Serious gaps in environmental data
Good policy decisions need to be based on timely,consistent, and accurate information. Such information needs to be collected on an ongoing basis. We also need systems for detecting trends in the data collected, to be used for modifying policy when necessary.
Serious gaps in environmental data greatly hamper our efforts to make better policy decisions. The current South Africa Environment Outlook report had to rely on inventory data for greenhouse gases that are more than 10 years out of date.
Critical indicators for which we have no adequate data include current land cover, fine-scale spatial information on habitat degradation, and some aspects of water quality, air quality, and carbon emissions. We also do not have reliable data on genetically modified organisms, human vulnerability,or groundwater use and recharge, and we have limited knowledge of some aspects of biodiversity.
There is, furthermore, a need for a consolidated and consistent monitoring and evaluation system. Currently, many data-generation exercises, such as the population Census and national land cover assessments, do not coincide with reporting programmes including the state of environment reports. Monitoring is often not carried out at regular intervals, and in some cases is so sparse that meaningful interpretation over large spatial scales cannot be made.
South Africa has taken steps since 1999 to improve the nation’s database. A set of environmental indicators was published in 2002 for use in state of environment reporting. These and other indicators, such as those set out in the Millennium Development Goals and the 2004 Johannesburg Plan of Implementation, are reported on in the Environment Outlook.
Several reports on the state of rivers systems and an interim report on the state of our coast have been published, and a national inventory of wetlands is being compiled. South Africa contributed to the Millennium Ecosystem Assessment and recently conducted the National Spatial Biodiversity Assessment. Several provinces and municipalities have produced state of environment reports.
In addition to improving the quality of information, it is important to ensure that the public has access to it. Access to information and public consultation are key principles of all legislation since 1994. While legal provisions for access to environmental information are strong, implementation of these laws is weak and many citizens are not aware of their rights. This hampers the achievement of greater environmental justice.
We need adequate investment in research and development to contribute to improved data. Steps to promote research and development in South Africa include adopting the National System of Innovation. Research and development in South Africa is still constrained by a lack of funding,however. In the 2003/2004 financial year, the business sector accounted for 55.5% of research and development expenditure, followed by the government, including the science councils, at 21.9%. Some 10% of funding came from foreign sources. The base of skilled technical professionals needs to be grown to reflect better the demography of the country.

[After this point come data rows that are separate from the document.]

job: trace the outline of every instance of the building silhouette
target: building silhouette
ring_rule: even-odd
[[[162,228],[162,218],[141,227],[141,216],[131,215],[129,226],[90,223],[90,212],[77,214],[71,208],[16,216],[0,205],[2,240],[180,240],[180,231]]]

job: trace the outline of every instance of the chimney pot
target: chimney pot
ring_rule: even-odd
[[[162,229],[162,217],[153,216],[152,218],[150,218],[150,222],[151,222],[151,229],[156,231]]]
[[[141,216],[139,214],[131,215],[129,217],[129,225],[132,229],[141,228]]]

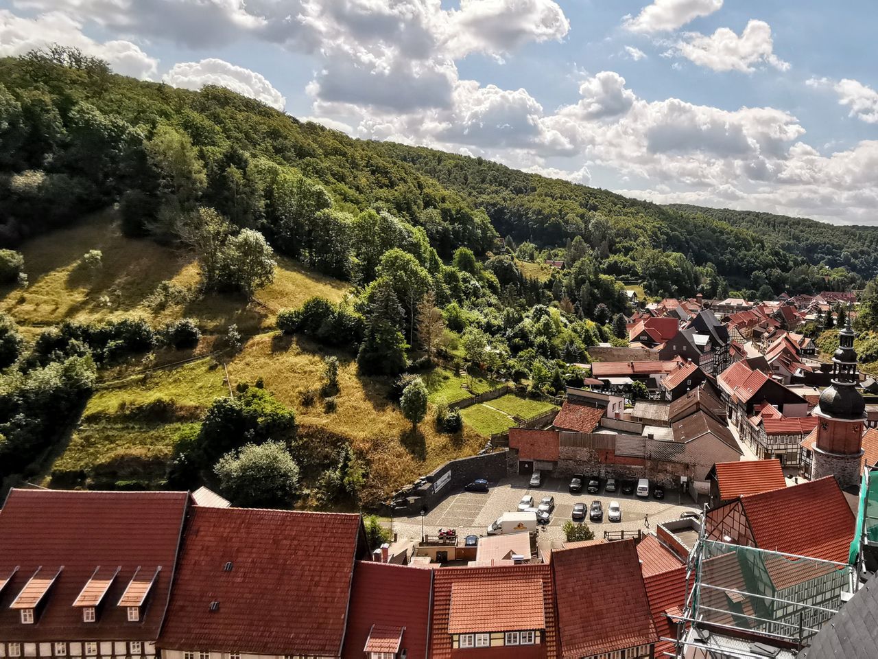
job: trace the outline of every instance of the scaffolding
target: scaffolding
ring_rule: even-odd
[[[872,511],[878,513],[878,505]],[[870,528],[878,530],[874,521]],[[850,564],[709,540],[706,527],[687,562],[677,638],[668,639],[678,657],[771,655],[760,642],[795,656],[857,583]]]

Biodiversity and ecosystems
The indicators presented in this chapter give an overview of the status of South Africa’s biodiversity. The validity of some of the indicators is questionable in terms of their age and comprehensiveness but they nevertheless represent an appropriate starting point for action and analysis. There remain some critical indicators for which we have no adequate data and without which our assessment of the current situation is incomplete. The most important of these include up-to-date land-cover information, as well as information at finer scales of the spatial distribution of habitat degradation and sensitive areas. There are, furthermore, several developing trends (such as the increased prevalence of genetically modified organisms, which might prove, in the future, to have adverse effects on biodiversity but for which we currently do not have reliable data.